ORCA

ORCA - (the ORganizational Change Advisor) is a job aid and creativity tool developed at the Institute for the Learning Sciences at Northwestern University to assist consultants whose task is process redesign and managing organizational change. Using ORCA, the consultant systematically and iteratively analyzes the situation of a client in order to recognize potential business or organizational problems. The system assists the consultant in thinking and problem solving by retrieving historical cases that are judged relevant to understanding the client's situation. The retrieval and examination of past cases provides general perspective and contextual advice which helps the consultant plan for change and avoid past failures.

ORCA, the ORganizational Change Advisor is designed to teach consultants how to identify problems that may face a business, and to expose them to potential solutions to those problems. To do this, ORCA presents business war stories about organizational change in response to economic and technological pressures. As the user works with a client, the client becomes a new story in the system, thus extending ORCA to serve as a corporate memory.

As with ORCA, the intelligent tutoring agent's task is to construct a sufficient description of the player such that relevant stories can be retrieved. ORCA must elicit this description from a novice who presumably does not know the domain as an expert would. Consequently, the system must do everything it can to guide the user in describing the client. This guidance takes three main forms in ORCA:

  1. ORCA queries the user in terms of a vocabulary of features that are likely to be familiar. While ORCA hypothesizes about abstract thematic categories, the user is never directly confronted with them. Instead, categories are confirmed by asking questions that are specific to the business domain.
  2. The featural description of the client is elaborated by asking the user a series of questions, rather than permitting unrestricted text input or a large form-filling interface. Each question can be answered through buttons labelled "Yes", "Probably", "Maybe" "No", or "Don't Know". This question-asking interface is sometimes called a sounding-board (Kass 1991).
  3. To make it easier for the user to decide whether a feature applies to the client, the sounding board is augmented with an interface that lets the user compare and contrast the client with the stories just seen. For example, rather than deliberating about whether the nature of work in a company is "heavily dependant on information" it may be easier to decide if it is more or less so than for another company. This can be viewed as case-based elaboration of the problem description (Slator & Bareiss, 1992).

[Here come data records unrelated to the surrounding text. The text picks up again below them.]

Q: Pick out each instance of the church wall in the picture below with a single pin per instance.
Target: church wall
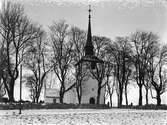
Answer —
(70, 97)
(90, 91)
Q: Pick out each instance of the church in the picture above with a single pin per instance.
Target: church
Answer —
(89, 88)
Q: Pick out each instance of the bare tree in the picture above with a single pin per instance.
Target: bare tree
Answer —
(121, 51)
(99, 73)
(37, 61)
(144, 49)
(158, 73)
(62, 56)
(16, 32)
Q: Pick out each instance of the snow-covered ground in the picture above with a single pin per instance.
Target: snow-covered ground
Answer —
(83, 117)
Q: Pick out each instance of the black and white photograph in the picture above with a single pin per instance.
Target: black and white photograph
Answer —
(83, 62)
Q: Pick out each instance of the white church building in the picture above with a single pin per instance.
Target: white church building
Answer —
(89, 88)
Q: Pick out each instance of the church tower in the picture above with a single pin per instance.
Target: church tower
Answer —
(87, 62)
(89, 45)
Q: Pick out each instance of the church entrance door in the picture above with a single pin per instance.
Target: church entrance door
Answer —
(92, 100)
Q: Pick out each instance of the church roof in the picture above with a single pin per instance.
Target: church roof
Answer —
(89, 48)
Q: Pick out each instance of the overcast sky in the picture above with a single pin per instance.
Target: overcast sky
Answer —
(110, 18)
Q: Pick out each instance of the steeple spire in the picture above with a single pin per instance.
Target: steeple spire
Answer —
(89, 45)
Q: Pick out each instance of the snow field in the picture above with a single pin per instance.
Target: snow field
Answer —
(83, 117)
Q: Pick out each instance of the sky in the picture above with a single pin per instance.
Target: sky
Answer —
(110, 18)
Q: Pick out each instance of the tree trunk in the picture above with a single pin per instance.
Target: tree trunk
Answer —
(111, 100)
(98, 93)
(61, 97)
(140, 95)
(146, 95)
(79, 94)
(158, 98)
(11, 91)
(126, 95)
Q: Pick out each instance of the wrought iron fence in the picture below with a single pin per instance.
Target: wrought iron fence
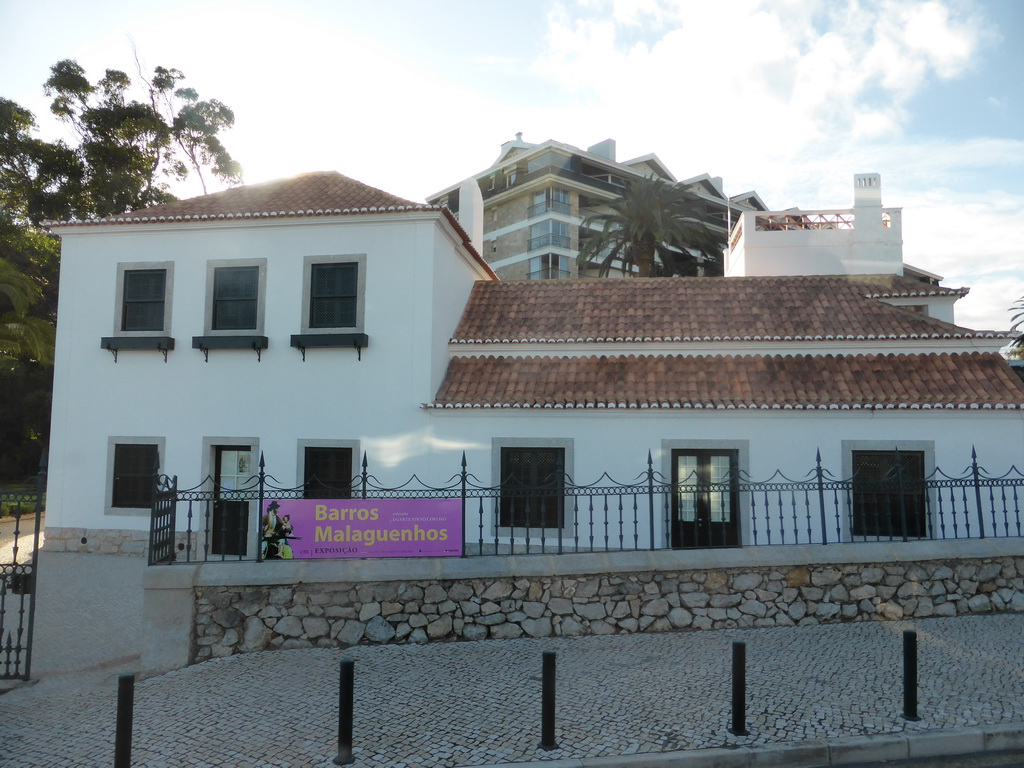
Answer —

Once a client problem is sufficiently described, the system retrieves and presents an analogous story to the user. These stories are embedded in a multimedia ASK Network (Ferguson et al, 1992) that allows the user to view the story and to browse through related stories by traversing relational links. For this project, we anticipate a similar mechanism for agent-player interaction. The agent will visit the player, and share case-based experiences with the player. A follow-up dialog similar to the one described above will also be employed. However, the mechanism for initial case retrieval will be much different.

The principal case retrieval mechanism in ORCA is reminding, based on association among features. This mechanism can be characterized in terms of the following design decisions:

  1. The basic retrieval mechanism is a simple, single-step spreading activation in an associational network. When a question is answered, the feature corresponding to the question propagates activation to its nearest neighbors. The next most active feature is then chosen and presented to the user as a question.
  2. Features may be confirmed at different levels of activation, and links between features have different strengths. When the user answers a question through one of the five reply buttons, the corresponding feature is confirmed at the specified activation level. For example, "Yes" confirms a feature with activation = 4, "Probably" confirms a feature with activation = 2, and so forth. When activation is propagated to neighboring features, it is attenuated by the strength of the link.
  3. The network is homogeneous. All links are essentially reminding links with different strengths. The idea is that if one feature is associated with the client, then it should remind the system of other features that are also likely to be relevant. The reminding links between features can be thought of as a feed-forward network that helps the system to ask relevant questions to elaborate the problem description.
  4. All reminding links are bi-directional. While, conceptually, reminding links might be asymmetric (e.g., dogs remind you of fur, but not vice-versa), in working towards a simple representation, we deemed it impractical for the the system builders to make these judgements.
  5. Features are propositional. In order to be compatible with spreading activation, features are represented as simple propositions, rather than as predicates, or attribute-value pairs.
  6. Features are subdivided into two types. Surface features represent directly observable properties of the client. Abstract categories represent deep thematic problem situations.